The big product-liability news at the Connecticut Supreme Court in 2016 was undoubtedly Izzarelli v. R.J. Reynolds Tobacco, 321 Conn. 172 (2016), an important decision that refined Connecticut’s standards for design-defect product-liability claims. Izzarelli clarified a number of lingering ambiguities arising from the court’s last big design-defect case, the 1997 decision in Potter v. Chicago Pneumatic Tool, 241 Conn. 199. But as important as Izzarelli is in its own right, the decision may turn out to be even more notable for what it portends. In a concurrence, two justices in Izzarelli called for a fundamental reworking of the standards governing Connecticut design-defect cases. And a new case looming on the court’s docket—Bifolck v. Philip Morris—directly presents the question whether to adopt the Izzarelli concurrence’s approach.

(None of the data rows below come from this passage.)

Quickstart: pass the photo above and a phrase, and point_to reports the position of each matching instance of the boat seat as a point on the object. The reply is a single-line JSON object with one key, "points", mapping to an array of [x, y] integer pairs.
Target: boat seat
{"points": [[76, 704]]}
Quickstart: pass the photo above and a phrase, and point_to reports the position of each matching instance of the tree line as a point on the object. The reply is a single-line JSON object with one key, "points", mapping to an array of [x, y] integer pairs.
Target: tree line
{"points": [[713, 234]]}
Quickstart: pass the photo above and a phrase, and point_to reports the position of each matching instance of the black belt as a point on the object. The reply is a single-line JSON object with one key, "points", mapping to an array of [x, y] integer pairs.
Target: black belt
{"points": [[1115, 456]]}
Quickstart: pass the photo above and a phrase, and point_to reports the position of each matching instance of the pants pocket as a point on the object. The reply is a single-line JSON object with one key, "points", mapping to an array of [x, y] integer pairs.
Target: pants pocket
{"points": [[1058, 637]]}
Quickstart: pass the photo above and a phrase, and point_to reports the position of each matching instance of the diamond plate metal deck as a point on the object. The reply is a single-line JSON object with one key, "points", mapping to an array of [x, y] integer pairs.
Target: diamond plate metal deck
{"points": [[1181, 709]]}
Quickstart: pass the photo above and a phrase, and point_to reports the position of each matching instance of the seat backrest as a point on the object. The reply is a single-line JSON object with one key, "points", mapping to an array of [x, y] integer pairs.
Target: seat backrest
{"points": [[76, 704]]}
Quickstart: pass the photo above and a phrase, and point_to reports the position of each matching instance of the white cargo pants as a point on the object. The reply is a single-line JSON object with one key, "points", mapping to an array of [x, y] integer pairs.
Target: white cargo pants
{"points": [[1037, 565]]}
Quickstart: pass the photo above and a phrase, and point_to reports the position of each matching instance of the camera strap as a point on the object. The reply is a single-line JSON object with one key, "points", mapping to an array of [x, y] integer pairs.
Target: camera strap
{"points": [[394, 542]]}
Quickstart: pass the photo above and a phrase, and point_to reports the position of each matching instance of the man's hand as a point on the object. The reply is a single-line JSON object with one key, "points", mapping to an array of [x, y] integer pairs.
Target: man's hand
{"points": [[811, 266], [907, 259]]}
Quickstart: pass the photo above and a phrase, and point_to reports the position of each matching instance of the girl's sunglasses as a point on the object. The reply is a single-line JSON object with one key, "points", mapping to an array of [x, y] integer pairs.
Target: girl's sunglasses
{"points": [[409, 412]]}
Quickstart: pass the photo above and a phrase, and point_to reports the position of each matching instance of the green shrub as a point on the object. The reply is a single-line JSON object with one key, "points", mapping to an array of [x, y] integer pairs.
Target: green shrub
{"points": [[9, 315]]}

The standard for determining when a product’s design renders it unreasonably dangerousness has long been one of the most contentious issues in all of product-liability law. Two competing approaches predominate. The first, adopted by the Restatement (Second) of Torts, is a consumer-expectation test that asks whether the product was “dangerous to an extent beyond that which would be contemplated by the ordinary consumer who purchases it, with the ordinary knowledge common to the community as to its characteristics.” Section 402A. A second approach, endorsed by the Restatement (Third) of Torts, calls for a weighing of costs and benefits to determine whether omission of a feasible “alternative design … renders [the] product not reasonably safe.” Section 2, cmt. f. Under the latter approach, risk-utility balancing, rather than consumer expectation, is the key.